Despite statistics like these, and despite a spate of recent headlines about episodes where tormenting behaviors have pushed GLBT youth to suicide, the Indiana General Assembly has refused to pass the sort of anti-bullying legislation that is law elsewhere; our intrepid legislators have expressed concern that anti-bullying measures might infringe the “free speech rights” of the students who disapprove of classmates they perceive to be gay. That such disapproval tends to take the form of persistent physical and verbal abuse evidently does not merit equivalent concern.

If you are a gay teen in Indianapolis, and you are coming to terms with your sexuality in an environment that not only doesn’t protect you, but does protect the bullies who make your life miserable, you don’t have a lot of options. If your parents aren’t accepting, your situation is even worse. Most of us remember how hard it was just being a teenager, let alone a teenager facing mocking, marginalization and other evidence of social disapproval.

The Indiana Youth Group has been a godsend to so many of those teens. It has provided a “safe place”–an environment in which troubled and/or angry and/or depressed young people can get counseling, make friends, and feel valued.  The 15-year-old girl who was cutting herself because the physical pain made the psychic pain easier to bear; the 13-year boy who was already raiding the family’s liquor cabinet in an effort to blot out classmates taunts; the self-destructive 16-year old boy who rarely spoke–as well as less damaged children who simply yearned for a non-judgmental environment–find their way to IYG. For twenty-five years, the organization has been a safe haven for children who are hurting as a result of thoughtless cruelty and intentional homophobia.

Our Indiana legislators couldn’t find it in their hearts to pass a law that would protect these vulnerable children against bullying in our schools.
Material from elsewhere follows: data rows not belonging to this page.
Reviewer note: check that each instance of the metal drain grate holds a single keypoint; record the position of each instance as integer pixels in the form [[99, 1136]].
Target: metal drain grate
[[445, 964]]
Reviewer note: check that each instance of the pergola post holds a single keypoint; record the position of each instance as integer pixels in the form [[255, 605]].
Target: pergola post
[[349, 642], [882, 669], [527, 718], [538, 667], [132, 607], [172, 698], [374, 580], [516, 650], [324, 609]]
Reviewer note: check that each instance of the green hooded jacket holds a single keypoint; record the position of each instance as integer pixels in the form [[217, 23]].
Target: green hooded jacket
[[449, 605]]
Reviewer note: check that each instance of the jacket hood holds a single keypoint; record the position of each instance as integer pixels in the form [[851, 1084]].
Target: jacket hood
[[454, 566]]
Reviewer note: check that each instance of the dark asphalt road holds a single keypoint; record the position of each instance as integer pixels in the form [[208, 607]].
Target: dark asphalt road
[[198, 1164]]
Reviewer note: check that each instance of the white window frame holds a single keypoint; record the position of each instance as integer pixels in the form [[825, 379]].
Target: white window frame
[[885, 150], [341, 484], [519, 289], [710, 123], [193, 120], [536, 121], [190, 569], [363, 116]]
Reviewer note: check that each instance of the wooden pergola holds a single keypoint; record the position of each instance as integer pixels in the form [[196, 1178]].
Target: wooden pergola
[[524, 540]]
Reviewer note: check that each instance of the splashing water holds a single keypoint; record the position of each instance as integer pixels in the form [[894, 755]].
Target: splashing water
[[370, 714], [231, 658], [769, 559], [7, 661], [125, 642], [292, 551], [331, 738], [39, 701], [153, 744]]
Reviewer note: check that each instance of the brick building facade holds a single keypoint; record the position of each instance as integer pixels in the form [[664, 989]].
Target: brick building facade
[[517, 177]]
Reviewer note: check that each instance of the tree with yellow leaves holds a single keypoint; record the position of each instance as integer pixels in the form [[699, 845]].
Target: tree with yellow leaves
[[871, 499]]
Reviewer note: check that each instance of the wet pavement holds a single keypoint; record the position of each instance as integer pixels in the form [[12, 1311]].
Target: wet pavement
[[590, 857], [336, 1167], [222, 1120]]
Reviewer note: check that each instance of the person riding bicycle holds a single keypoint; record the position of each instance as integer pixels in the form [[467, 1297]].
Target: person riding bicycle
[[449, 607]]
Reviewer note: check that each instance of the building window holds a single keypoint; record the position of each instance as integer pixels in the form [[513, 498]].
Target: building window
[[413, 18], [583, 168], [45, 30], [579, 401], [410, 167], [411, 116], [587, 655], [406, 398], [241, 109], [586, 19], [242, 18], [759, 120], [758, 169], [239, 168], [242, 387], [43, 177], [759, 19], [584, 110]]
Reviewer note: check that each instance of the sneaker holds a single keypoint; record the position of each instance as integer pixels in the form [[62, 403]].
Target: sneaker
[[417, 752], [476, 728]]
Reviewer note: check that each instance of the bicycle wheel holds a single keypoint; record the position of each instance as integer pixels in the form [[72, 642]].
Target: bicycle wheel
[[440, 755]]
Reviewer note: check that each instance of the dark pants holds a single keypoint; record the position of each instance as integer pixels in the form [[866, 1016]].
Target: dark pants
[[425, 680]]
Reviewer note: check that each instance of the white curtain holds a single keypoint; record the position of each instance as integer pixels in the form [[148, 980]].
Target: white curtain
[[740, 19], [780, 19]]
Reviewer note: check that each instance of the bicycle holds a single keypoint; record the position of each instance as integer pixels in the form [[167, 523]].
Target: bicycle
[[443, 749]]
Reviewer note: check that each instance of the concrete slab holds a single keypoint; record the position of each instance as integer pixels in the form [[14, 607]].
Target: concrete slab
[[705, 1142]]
They also couldn’t find time in their busy legislative schedules to address a number of important issues facing the state. But at least twenty of them managed to find the time to do a little bullying of their own.

Their mean-spirited effort to pass a law that would keep IYG from participating in the State’s specialty license plate program failed–due largely to a grass-roots outcry joined by news media around the state. But these lawmakers weren’t willing to let the matter die. They wrote to the Department of Motor Vehicles, claiming that IYG and two other organizations had “breached their contracts” by giving a small number of plates to donors–a practice that was evidently fairly widespread, and a “breach” that legislators and the BMV had previously ignored.
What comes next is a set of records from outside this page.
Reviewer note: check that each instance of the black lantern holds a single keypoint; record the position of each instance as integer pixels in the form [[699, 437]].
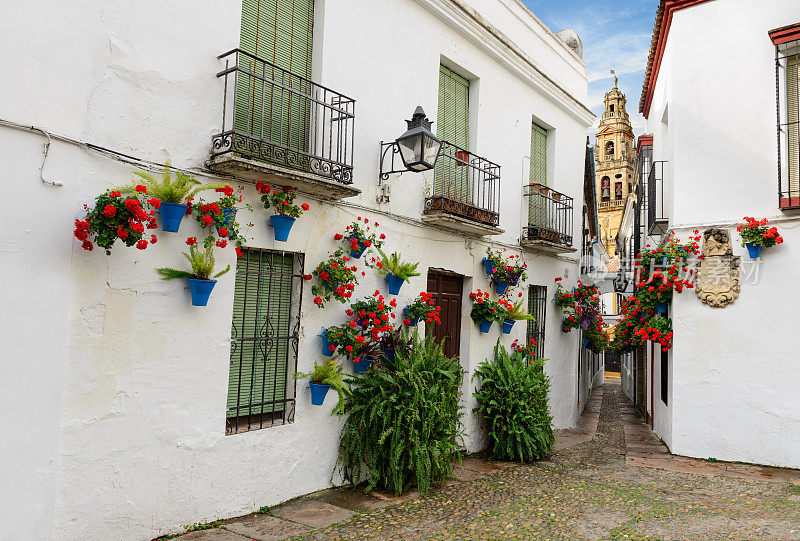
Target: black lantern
[[620, 282], [419, 147]]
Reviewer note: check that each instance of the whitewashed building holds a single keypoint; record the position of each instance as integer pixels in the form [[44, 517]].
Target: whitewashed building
[[721, 101], [118, 402]]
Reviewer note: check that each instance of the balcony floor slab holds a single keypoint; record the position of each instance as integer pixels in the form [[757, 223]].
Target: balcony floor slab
[[462, 225], [248, 170]]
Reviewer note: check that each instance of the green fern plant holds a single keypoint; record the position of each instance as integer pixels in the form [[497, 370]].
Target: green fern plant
[[168, 190], [512, 398], [202, 263], [329, 373], [404, 420], [394, 265], [517, 313]]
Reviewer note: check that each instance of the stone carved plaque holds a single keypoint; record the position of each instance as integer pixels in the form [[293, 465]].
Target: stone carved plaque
[[719, 275]]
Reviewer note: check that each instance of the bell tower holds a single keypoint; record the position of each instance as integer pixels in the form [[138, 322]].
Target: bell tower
[[615, 155]]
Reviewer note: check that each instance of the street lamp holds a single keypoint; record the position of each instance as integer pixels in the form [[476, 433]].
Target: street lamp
[[419, 147], [620, 282]]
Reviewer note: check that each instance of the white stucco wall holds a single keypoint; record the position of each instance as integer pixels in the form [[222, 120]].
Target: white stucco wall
[[116, 387], [733, 392]]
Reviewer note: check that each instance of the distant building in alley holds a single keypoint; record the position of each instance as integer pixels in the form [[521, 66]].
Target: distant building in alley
[[616, 159]]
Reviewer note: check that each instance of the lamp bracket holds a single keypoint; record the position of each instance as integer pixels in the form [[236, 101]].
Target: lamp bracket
[[386, 156]]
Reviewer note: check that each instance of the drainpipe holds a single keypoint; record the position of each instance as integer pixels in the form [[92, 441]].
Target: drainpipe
[[652, 381]]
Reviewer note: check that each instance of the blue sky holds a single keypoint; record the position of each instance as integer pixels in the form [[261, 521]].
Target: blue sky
[[616, 35]]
When you are a state agency, and you get a letter signed by twenty of the people who control your funding, you listen. So IYG’s participation in the specialty plate program has been suspended, and the bullies in the General Assembly have achieved by stealth what they couldn’t manage in the light of day.

It’s worth considering what it is that they have achieved.
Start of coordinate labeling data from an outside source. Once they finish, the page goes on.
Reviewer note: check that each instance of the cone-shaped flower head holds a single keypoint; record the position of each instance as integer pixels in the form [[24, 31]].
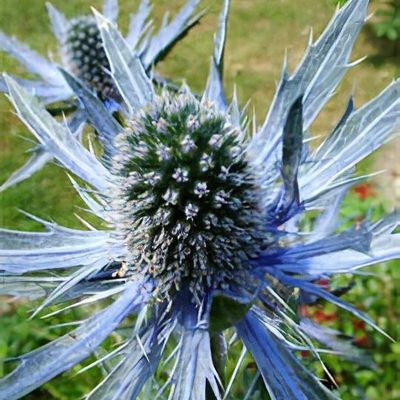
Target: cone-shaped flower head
[[188, 202], [86, 57], [202, 226], [81, 53]]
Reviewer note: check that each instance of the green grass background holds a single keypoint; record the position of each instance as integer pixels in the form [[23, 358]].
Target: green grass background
[[259, 33]]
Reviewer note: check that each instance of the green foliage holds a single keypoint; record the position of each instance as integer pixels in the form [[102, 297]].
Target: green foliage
[[387, 25]]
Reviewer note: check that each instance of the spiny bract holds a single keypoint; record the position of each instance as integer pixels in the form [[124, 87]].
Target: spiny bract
[[202, 227], [86, 58], [81, 53]]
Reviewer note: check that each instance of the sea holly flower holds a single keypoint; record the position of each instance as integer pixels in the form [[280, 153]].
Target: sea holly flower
[[81, 53], [204, 226]]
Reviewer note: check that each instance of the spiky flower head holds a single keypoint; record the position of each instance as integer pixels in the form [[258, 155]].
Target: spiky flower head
[[86, 57], [188, 203], [81, 52], [204, 233]]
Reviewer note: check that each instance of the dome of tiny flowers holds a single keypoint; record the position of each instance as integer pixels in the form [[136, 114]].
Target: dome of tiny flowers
[[201, 246]]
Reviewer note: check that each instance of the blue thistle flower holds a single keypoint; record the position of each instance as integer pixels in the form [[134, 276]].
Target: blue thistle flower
[[81, 53], [203, 224]]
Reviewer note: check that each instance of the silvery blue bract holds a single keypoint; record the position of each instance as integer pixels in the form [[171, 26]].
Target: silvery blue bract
[[81, 53]]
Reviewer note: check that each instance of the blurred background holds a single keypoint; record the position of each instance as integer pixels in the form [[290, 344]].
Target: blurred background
[[259, 32]]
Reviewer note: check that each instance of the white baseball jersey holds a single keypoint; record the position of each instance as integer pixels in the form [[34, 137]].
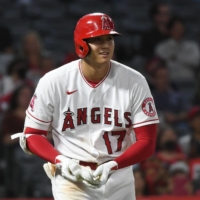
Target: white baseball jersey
[[92, 124]]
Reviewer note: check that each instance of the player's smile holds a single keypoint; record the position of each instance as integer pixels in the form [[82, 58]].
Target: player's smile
[[101, 48]]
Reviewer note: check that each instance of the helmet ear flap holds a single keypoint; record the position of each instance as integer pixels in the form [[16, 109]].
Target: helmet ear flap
[[81, 47]]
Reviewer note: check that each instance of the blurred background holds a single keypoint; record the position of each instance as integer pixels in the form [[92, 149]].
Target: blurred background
[[160, 39]]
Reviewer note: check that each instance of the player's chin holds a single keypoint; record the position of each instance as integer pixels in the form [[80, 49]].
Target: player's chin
[[104, 58]]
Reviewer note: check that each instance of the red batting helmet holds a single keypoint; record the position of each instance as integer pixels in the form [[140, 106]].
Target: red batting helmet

Their “victory” has kept license plates with the legend “IYG” off the road.  In their fevered imaginations, such plates would have signaled “acceptance” of the existence and equal civil status of gay people, and thus hastened the decline of Western Civilization As We’ve Known It.

Their “victory” has also kept IYG from participating in a fundraising program, proceeds of which would have supported a staff position. Fewer hurting children will be served if they can’t replace those funds. (But they are gay hurting children, so they don’t matter.)

Studies show that bullies have a quite distinctive mental make-up—what psychiatrists call a hostile attributional bias, a kind of paranoia characterized by attributing hostile intentions to others. The trouble is, bullies perceive provocation where it does not exist. (Think of the persistent accusations from homophobes about the nefarious “gay agenda” or their more recent insistence that groups like IYG are “targeting” children.) Those imaginary provocations are used to justify their aggressive behavior. Bullies pick on people and act aggressively because they process social information inaccurately. Unfortunately, real people get hurt in the process.

If there is one thing we have learned from this distasteful, embarrassing display it is that we’ve elected at least twenty bullies to the Indiana General Assembly. No wonder they wouldn’t pass anti-bullying legislation.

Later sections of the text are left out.